Maru’s personality was savaged by his prison sentence, but just how much his nice guy image is torn is not apparent at first. A character of tightly controlled emotions a certain sadness creeps into the youthful Maru’s demeanor. Before long we witness Maru meeting Jae Hee once again (by pure coincidence) and we follow along as he faces the fallout of the toxic relationship he shares with his ex. Throw in the tough stepdaughter of his ex lover, Eun Gi, and our anti hero encounters a perfect path to revenge.
Like a truly tortured antihero Maru follows a path of revenge directed at Jae Hee, now married to a rich man and a mother to bat. Our angry young man possesses a complex set of motives that makes viewers wonder if he really is that nice guy after all. Before long Maru has contrived enough situations to pull Eun Gi into a relationship, which appears wholly one sided (Eun Gi, the emotionally stunted daughter of a Chaebol clings to Maru, her first love).
Despite his vengeful motivations Maru is endearing as he begins to care for Eun Gi, the one he planned to use. He cares about her enough that when the secrets hit the fan he makes a sacrifice so full of depression, darkness, and desperation that he makes 99% of the best antiheroes look like wimpy crybabies.

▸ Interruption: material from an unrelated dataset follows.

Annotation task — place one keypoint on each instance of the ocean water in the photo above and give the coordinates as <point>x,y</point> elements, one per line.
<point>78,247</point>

I will not divulge the entire plot of Nice Guy here but needless to say Maru makes this story (or should I say the writer, director, and Song Joong Ki makes this story) rich and full of the type of melodrama I will never tire of. I am not a melodrama watcher on purpose- too often I am frustrated or disengaged from the constant sorrow the genre brings. Nice guy was different- because of the nice guy. Maru is a man that makes a whole lot of choices, most of which are not apparently good at first. Most of which are not even logically apparent at first. Most of which bring a rich and powerful drive to this drama.
There is a real resonance with the opening scenes of the drama, a clock marked innocent ticking backwards-a feeling of loss, of desperation, of a life that is completely stuck due to past events. This is a hard character concept to portray well, a hard person to sympathize with initially. The writer did an excellent job at building Maru up into the type of person the viewer could cheer for, even when not every motive was apparent. Maru is a complex character, a man whose motivations really make him a nice guy. A man that is so much of a nice guy he begs to be pitied but is written and acted in a way that draws respect. A truly great character indeed.